Per quanto curiosa fosse Dinarzade di udire il resto della storia del re greco, non si destò essa questa notte sì di buon’ora come il solito; anzi era quasi giorno quando disse alla sultana: — Mia buona sorella, ti prego di continuare la maravigliosa storia del re greco; ma di grazia, sollecitati, perchè il giorno è già vicino.»

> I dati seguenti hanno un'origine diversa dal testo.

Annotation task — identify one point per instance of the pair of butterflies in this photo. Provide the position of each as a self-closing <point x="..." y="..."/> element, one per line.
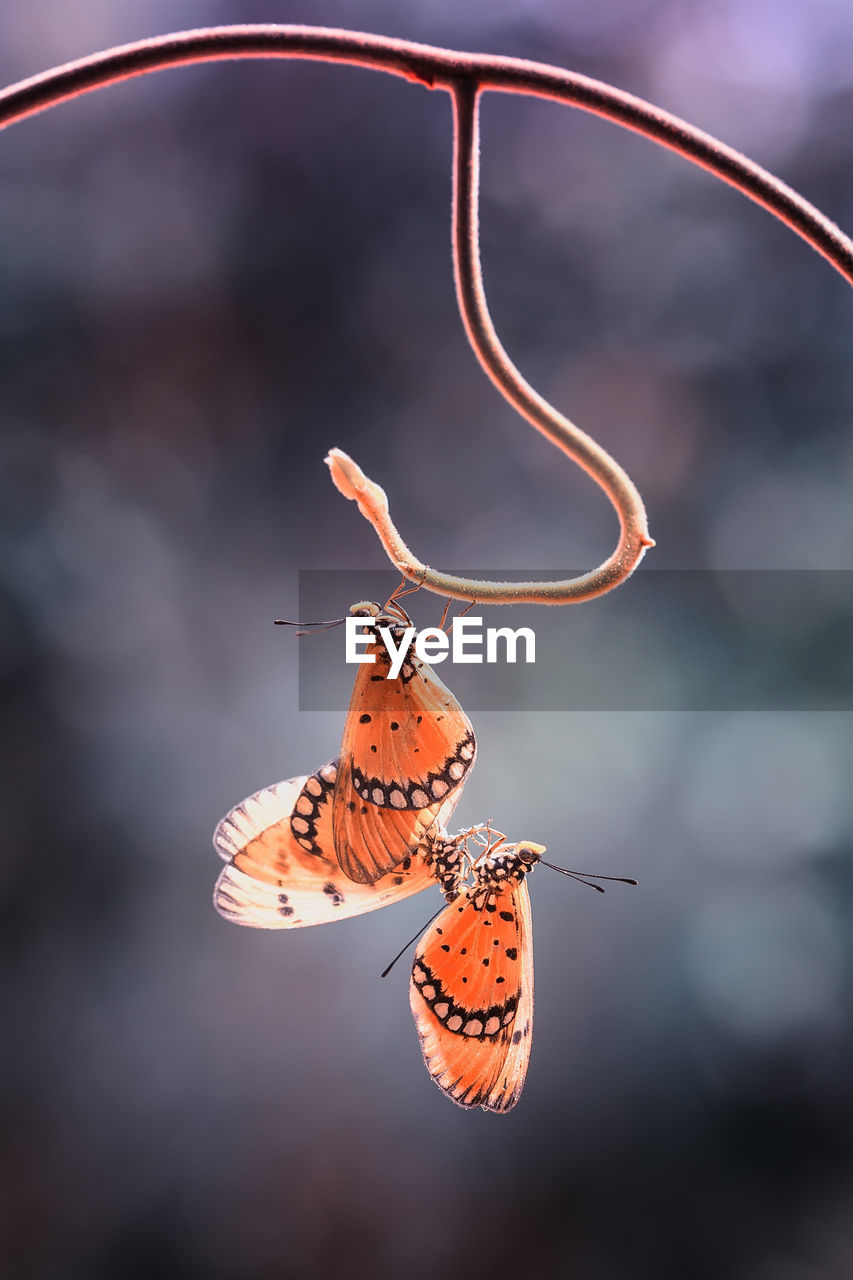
<point x="369" y="828"/>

Scheherazade riprese tosto il suo racconto al passo in cui l’aveva lasciato il giorno precedente. — Sire,» disse, «il pescatore continuò così: «Quando il medico Duban, o a meglio dire la sua testa, vide che il veleno faceva il suo effetto, e che il re aveva sol pochi momenti di vita: — Tiranno,» gridò, « ecco in qual modo sono trattati i principi che, abusando della loro autorità, fanno perire gl’innocenti. Iddio tosto o tardi ne punisce l’ingiustizia e la crudeltà.» Ebbe finite appena la testa queste parole, che il re cadde morto, ed essa pure smarrì il poco di vita che ancor le rimaneva.

«Sire,» proseguì Scheherazade, «tale fu la fine del re greco e del medico Duban. Ora è d’uopo far ritorno alla storia del pescatore e del genio; ma non val la pena di cominciarla, essendo già giorno.» Il sultano, di cui tutte le ore erano regolate, non potendo ascoltarla più oltre, si alzò; e siccome voleva udire assolutamente la continuazione della storia del genio e del pescatore, avvertì la sultana di prepararsi a narrargliela la notte susseguente.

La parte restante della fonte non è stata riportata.